Have a question about this project? Sign up for a free GitHub account to open an issue and contact its maintainers and the community.

By clicking “Sign up for GitHub”, you agree to our terms of service and privacy statement. We’ll occasionally send you account related emails.

Already on GitHub? Sign in to your account

BBT test suite #18

Open
larsgw opened this issue Nov 17, 2020 · 20 comments
Open

BBT test suite #18

larsgw opened this issue Nov 17, 2020 · 20 comments
Labels
bug Something isn't working

Comments

@larsgw
Copy link
Member

larsgw commented Nov 17, 2020

I am going through the BBT test suite again (at least, the files in retorquere/bibtex-parser/__tests__/better-bibtex/import). @retorquere, some questions:

  • One file contains {\d} which would normally be {\dh}, \d being a diacritic expecting an argument. Do you handle that normally or is that covered by error recovery?
  • Does EndNote really export without labels...
  • The rest works now after some updates on my side
@larsgw larsgw added the bug Something isn't working label Nov 17, 2020
@retorquere
Copy link
Contributor

retorquere commented Nov 17, 2020

I am going through the BBT test suite again (at least, the files in retorquere/bibtex-parser/__tests__/better-bibtex/import).
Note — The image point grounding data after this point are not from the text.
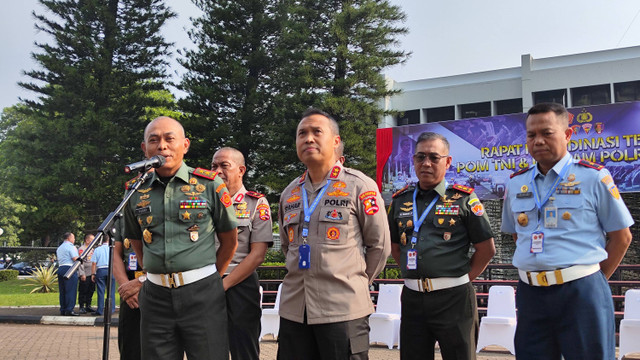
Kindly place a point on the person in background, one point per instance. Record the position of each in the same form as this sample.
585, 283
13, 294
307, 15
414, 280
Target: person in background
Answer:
254, 238
86, 287
67, 253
Those are my tests, correct. The snapshots directory have what I currently consider the ground truth, but I can't guarantee that is going to be flawless.

* [One file](https://github.com/retorquere/bibtex-parser/blob/7ad73dfe6039961f65afdd865d9c523066454b57/__tests__/better-bibtex/import/BBT%20does%20not%20import%20groups%20from%20JabRef%205.1%20%231641.bib#L4) contains `{\d}` which would normally be `{\dh}`, `\d` being a diacritic expecting an argument. Do you handle that normally or is that covered by error recovery?

I currently produce a lone diacritic, which unicode allows even if it clearly will have unintended results in this case. Error recovery would be fine if that wouldn't mean the entire entry is lost.

* Does EndNote really export without labels...

It doesn't now, but it did at one time, and you know how old bibtex files have a tendency to stick around.

* The rest works now after some updates on my side

That is fantastic. The current list of commands-with-arguments that I recognize is here (but not yet updated for a work in progress to specify the parse mode for them, that is on a different branch that I've stopped working on seeing how fast yours is). My unicode map is here but I'll need to normalize the maps. The source for the maps is here but if you install the npm module you get

  • tables/latex.json: command replacements
  • tables/diacritics.json: diacritic replacements

@retorquere
Copy link
Contributor

Wait, what does "works" mean in this context?

@larsgw
Copy link
Member Author

larsgw commented Nov 17, 2020

Well, "parses". I haven't compared the actual results yet, sorry for the misleading comment.

@retorquere
Copy link
Contributor

Ah OK, but no worries.

I'm serious about cooperating if you're interested. I want to have the best non-latex bibtex parser in BBT, but I need to be able to move when issues are brought in -- I have latex expertise on hand than helps me decide how issues are handled, don't mind discussing with more to get to better results.

If that's too much pressure (and I'd understand that completely), I'd probably be working on a fork. I've used other people's parsers before, and they never moved as fast as I wanted.

@larsgw
Copy link
Member Author

larsgw commented Nov 17, 2020

I am looking through the actual output differences now (Citation.js meaning version in this repo, not the currently released one).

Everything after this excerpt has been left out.